The time is ripe for the Commission to act under Section 921 to protect the investing public and prevent further abuse of forced arbitration contracts.

Recently, we were alarmed to see further attempts to erode investor rights when Charles Schwab, one of the country’s largest brokers, expanded the mandatory arbitration clauses in its customer agreements to include a mandatory class action waiver clause. In this instance, Schwab argued that, in response to the Supreme Court’s interpretation of the Federal Arbitration Act (FAA) in AT&T Mobility v. Concepcion, it could include a waiver of class action and class arbitration rights in its customer agreements. FINRA initiated a disciplinary action against Schwab for violation of FINRA rules barring class action waivers. In February, however, a FINRA hearing panel ruled that although Schwab’s actions did in fact violate FINRA rules, those rules could not be enforced under Concepcion.[1]

While the Supreme Court in Concepcion did find that the FAA preempts state actions that would restrict the use of arbitration, the facts in the Schwab case are notably distinguishable-not least because FINRA is a membership organization seeking to enforce its own rules. However, the ambiguity created by the panel’s ruling underscores the urgency with which the Commission should adopt rules under Section 921.

Section 921 was included in the Dodd-Frank Act to address the threat to consumers posed by mandatory arbitration clauses in investment contracts. During Congress’s deliberation of this section, legislators heard concerns that investors forced into arbitration must face “high upfront costs; limited access to documents and other key information; limited knowledge upon which to base the choice of arbitrator; the absence of a requirement that arbitrators follow the law or issue written decisions; and extremely limited grounds for appeal.”[2]
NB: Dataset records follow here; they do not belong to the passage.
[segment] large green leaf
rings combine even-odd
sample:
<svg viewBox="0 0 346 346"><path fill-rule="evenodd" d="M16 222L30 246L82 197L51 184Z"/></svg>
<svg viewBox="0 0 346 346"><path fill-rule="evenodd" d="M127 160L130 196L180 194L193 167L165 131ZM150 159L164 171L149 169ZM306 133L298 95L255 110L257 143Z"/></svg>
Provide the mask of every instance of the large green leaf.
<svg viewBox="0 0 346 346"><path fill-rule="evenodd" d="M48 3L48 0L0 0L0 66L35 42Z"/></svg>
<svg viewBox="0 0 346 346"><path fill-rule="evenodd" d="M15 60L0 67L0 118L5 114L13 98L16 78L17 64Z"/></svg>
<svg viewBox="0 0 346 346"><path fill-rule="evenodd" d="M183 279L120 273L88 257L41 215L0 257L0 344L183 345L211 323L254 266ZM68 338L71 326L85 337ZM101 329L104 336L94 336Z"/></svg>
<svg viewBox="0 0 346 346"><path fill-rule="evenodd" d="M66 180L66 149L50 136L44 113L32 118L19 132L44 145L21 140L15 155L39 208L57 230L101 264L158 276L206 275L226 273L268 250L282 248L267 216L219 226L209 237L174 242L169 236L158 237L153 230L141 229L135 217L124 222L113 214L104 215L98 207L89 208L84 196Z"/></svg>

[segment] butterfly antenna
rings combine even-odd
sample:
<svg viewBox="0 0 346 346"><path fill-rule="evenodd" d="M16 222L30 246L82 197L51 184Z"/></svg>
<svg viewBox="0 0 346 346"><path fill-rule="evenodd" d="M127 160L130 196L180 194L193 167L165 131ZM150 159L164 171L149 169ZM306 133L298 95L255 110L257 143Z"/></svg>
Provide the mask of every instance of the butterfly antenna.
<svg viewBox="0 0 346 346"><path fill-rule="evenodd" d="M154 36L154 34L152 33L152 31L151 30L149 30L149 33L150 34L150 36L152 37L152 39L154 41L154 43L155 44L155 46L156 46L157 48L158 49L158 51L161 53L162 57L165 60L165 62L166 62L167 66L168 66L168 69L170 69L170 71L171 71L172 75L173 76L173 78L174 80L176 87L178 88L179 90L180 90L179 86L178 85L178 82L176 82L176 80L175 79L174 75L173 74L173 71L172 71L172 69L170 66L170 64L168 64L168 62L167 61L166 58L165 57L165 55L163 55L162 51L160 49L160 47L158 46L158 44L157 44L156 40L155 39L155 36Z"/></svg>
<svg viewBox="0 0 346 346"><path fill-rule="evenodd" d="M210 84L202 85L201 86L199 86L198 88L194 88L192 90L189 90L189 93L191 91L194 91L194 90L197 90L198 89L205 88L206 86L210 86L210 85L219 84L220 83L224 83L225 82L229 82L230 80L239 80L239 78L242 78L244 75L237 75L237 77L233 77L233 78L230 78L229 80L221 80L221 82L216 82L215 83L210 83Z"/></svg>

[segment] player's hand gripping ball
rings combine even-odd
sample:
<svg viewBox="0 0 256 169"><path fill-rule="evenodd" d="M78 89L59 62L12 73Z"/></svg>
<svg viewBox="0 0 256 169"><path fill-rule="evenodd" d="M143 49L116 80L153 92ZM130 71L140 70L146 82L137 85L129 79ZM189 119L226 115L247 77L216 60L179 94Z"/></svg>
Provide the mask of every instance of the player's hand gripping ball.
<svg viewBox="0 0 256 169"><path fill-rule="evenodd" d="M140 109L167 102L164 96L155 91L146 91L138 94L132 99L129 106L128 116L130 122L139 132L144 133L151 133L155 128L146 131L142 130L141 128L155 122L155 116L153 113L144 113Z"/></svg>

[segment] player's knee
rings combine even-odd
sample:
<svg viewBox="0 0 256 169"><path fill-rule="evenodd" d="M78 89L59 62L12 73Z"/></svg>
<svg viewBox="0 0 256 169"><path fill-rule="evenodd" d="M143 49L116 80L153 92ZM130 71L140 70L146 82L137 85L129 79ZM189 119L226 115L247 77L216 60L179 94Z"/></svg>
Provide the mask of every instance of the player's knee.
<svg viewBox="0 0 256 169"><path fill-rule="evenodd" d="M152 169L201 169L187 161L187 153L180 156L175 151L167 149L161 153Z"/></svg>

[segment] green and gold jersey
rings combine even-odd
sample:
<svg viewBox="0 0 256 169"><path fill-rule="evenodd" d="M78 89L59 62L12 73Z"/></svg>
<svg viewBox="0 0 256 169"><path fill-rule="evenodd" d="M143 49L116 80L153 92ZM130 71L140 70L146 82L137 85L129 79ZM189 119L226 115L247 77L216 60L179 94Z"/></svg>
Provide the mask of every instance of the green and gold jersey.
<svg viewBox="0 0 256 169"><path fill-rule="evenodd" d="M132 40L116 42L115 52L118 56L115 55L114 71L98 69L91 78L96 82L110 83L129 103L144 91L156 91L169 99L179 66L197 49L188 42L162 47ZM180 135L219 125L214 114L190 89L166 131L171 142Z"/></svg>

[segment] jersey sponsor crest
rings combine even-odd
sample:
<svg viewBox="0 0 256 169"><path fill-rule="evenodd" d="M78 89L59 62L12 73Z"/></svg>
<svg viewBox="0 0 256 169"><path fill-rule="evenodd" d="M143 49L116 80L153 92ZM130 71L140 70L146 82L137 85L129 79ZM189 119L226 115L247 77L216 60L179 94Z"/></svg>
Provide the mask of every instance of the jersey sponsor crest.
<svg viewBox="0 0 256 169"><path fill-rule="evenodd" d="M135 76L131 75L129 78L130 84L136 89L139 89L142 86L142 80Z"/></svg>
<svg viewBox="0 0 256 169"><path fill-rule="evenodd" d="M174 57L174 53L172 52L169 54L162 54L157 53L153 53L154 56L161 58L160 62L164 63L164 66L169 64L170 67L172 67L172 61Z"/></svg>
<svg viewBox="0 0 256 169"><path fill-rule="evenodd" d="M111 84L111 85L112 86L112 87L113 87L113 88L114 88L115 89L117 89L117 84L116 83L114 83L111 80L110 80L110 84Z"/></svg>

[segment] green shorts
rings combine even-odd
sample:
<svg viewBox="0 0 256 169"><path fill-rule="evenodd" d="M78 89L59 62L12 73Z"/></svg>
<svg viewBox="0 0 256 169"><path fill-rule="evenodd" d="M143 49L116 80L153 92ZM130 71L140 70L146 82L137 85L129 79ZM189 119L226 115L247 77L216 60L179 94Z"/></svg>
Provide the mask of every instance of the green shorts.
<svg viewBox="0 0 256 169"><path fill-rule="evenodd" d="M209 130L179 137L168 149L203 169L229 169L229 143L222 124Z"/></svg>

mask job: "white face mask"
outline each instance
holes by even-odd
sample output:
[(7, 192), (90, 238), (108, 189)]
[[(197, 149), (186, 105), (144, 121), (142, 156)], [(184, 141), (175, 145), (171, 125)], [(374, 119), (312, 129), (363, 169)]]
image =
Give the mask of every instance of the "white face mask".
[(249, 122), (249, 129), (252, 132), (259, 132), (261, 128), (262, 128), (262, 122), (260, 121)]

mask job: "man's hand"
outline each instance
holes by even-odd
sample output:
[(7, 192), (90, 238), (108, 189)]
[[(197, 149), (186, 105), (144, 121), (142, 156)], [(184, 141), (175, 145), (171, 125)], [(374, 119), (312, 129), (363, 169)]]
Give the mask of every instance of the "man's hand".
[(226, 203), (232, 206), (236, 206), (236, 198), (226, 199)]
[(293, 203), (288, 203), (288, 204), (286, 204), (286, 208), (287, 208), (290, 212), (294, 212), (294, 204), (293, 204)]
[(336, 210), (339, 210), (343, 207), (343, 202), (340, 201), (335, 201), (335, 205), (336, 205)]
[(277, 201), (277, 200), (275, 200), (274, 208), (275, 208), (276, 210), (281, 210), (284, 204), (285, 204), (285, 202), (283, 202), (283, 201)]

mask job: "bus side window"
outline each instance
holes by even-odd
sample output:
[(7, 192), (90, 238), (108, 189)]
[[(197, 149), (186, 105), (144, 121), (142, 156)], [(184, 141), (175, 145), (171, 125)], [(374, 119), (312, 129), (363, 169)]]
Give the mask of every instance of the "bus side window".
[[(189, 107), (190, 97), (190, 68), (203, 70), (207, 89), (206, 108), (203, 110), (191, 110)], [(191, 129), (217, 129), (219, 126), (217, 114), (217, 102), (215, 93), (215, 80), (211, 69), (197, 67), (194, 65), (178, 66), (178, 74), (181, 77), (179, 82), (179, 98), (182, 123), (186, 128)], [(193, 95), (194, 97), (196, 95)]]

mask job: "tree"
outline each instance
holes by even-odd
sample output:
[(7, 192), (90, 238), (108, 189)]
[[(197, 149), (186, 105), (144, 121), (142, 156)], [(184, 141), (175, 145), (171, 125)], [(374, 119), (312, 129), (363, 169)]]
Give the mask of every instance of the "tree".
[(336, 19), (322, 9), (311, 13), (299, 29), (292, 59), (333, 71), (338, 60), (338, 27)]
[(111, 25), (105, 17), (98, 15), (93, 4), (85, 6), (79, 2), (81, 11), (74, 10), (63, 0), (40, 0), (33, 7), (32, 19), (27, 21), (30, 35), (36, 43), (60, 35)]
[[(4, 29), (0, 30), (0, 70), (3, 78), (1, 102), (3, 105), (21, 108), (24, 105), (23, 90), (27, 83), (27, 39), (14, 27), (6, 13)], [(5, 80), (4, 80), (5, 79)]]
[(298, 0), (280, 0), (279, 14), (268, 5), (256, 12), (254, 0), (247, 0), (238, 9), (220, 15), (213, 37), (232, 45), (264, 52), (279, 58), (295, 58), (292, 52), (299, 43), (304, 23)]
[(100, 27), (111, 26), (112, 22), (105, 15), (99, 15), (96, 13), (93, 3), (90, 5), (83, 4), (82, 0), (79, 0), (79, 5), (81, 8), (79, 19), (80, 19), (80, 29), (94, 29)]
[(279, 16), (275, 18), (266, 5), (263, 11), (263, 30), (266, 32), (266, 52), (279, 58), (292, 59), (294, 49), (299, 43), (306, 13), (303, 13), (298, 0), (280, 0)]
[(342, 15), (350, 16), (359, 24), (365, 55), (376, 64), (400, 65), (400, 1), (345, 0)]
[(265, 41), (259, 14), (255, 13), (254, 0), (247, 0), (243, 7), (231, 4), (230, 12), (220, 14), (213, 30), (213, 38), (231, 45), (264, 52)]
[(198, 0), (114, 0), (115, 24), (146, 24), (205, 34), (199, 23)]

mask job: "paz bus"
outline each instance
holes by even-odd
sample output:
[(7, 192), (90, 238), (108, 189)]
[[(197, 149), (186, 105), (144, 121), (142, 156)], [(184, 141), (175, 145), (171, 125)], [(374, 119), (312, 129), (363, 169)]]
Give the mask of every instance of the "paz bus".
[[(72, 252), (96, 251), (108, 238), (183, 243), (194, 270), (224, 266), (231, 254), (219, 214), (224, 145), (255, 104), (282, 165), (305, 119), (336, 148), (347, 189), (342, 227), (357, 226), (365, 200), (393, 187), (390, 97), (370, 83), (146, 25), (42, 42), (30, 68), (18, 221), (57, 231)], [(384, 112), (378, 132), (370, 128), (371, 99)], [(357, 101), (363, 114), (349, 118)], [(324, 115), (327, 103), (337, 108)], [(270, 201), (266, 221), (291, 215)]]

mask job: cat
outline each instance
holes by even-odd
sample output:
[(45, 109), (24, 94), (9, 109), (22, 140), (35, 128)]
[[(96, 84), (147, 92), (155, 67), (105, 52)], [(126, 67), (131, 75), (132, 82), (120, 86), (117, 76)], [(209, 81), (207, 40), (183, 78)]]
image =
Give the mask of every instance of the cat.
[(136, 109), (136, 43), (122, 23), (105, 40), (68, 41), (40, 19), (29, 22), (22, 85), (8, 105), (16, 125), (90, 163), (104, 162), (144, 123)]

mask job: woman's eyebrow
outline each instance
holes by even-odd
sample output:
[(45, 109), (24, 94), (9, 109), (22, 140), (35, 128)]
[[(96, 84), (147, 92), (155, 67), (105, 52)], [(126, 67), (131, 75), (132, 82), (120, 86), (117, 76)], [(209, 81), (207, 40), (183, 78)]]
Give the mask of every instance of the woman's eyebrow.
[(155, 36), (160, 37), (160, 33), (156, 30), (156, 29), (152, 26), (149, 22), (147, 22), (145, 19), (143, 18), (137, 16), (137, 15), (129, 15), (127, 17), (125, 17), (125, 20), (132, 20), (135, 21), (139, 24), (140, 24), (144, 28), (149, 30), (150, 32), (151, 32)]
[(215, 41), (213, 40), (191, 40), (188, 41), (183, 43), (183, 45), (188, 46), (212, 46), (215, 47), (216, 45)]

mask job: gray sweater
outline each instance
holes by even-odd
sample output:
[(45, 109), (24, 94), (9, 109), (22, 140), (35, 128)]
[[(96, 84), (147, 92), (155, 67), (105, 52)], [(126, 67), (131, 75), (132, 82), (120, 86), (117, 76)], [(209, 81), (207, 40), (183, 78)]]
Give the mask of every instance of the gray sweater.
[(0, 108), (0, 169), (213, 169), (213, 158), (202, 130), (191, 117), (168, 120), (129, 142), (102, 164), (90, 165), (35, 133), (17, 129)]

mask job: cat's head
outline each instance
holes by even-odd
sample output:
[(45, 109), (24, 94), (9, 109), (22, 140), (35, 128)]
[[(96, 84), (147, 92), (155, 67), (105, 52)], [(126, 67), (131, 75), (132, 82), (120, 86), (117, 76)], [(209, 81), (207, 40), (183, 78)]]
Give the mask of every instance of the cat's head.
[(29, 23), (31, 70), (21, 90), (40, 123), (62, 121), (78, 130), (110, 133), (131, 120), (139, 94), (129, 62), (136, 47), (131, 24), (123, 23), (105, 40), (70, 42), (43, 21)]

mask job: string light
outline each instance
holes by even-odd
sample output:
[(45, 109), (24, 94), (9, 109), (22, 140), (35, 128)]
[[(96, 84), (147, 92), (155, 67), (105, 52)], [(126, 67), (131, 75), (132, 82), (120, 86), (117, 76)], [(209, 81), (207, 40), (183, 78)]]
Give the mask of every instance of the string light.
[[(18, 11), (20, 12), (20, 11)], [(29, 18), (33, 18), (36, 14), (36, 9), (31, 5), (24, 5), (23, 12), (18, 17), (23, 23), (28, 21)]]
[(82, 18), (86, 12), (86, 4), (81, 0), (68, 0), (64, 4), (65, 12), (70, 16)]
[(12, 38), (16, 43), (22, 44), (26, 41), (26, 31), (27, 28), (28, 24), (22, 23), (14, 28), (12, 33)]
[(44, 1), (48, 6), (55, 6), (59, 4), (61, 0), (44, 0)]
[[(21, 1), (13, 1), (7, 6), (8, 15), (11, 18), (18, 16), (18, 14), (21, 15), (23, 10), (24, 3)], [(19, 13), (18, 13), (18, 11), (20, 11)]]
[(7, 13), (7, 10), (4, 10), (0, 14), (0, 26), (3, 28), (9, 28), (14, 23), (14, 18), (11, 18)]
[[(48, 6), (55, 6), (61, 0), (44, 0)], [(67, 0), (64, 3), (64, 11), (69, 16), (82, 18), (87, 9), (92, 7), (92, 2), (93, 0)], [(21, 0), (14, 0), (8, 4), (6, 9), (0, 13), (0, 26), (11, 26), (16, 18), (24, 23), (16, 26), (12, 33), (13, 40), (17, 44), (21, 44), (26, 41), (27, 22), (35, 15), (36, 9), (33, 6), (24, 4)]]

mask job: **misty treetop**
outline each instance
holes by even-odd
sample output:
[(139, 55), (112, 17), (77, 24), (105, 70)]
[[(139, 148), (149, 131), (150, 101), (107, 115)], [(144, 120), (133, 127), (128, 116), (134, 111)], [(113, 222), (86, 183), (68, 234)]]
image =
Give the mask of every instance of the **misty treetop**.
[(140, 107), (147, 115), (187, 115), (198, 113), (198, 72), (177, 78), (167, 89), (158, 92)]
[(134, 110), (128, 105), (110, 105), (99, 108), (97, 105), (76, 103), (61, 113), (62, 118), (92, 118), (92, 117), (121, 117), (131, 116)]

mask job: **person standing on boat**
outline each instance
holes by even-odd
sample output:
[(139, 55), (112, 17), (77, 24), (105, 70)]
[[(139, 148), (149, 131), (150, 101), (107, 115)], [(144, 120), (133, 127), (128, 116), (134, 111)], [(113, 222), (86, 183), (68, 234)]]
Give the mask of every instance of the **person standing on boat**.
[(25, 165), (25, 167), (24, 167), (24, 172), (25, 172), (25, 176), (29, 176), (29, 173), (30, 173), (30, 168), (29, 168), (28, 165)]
If arbitration offers investors an efficient forum to resolve disputes, as some argue, investors may choose that option-but they should be given the choice. It is equally important that investors not be precluded from bringing class actions because of contractual fine print imposed by a mandatory waiver class action clause.

Although evidence suggests that the use of mandatory arbitration agreements is widespread, we are concerned about the lack of transparency and reliable data regarding the prevalence of such agreements. We encourage the Commission to track how many brokerage firms are inserting mandatory arbitration agreements and class action waivers into consumer contracts, so that this questionable practice may be better monitored and addressed.

We are deeply concerned that the Commission’s failure to respond to the dangers posed by widespread forced arbitration will weaken existing investor protections. Given the uncertainty created by the recent FINRA decision, we urge the Commission to act quickly to exercise its authority under Section 921 to prevent this practice and protect investor rights.

We recognize that the Commission is balancing competing demands, and that it must prioritize its recent mandates by Congress. The exigent circumstances at hand, however, require that the Commission exercise its authority under Section 921 of the Dodd-Frank Act and prohibit the use of mandatory arbitration provisions.

[1] FINRA Department of Enforcement v. Charles Schwab & Company Inc. (CRD No. 5393) Disciplinary Proceeding No. 201102976021. February 21, 2013.
[2] Senate Committee on Banking, Housing, and Urban Affairs on S. 3217, S. Rep. No.111-176, at 110.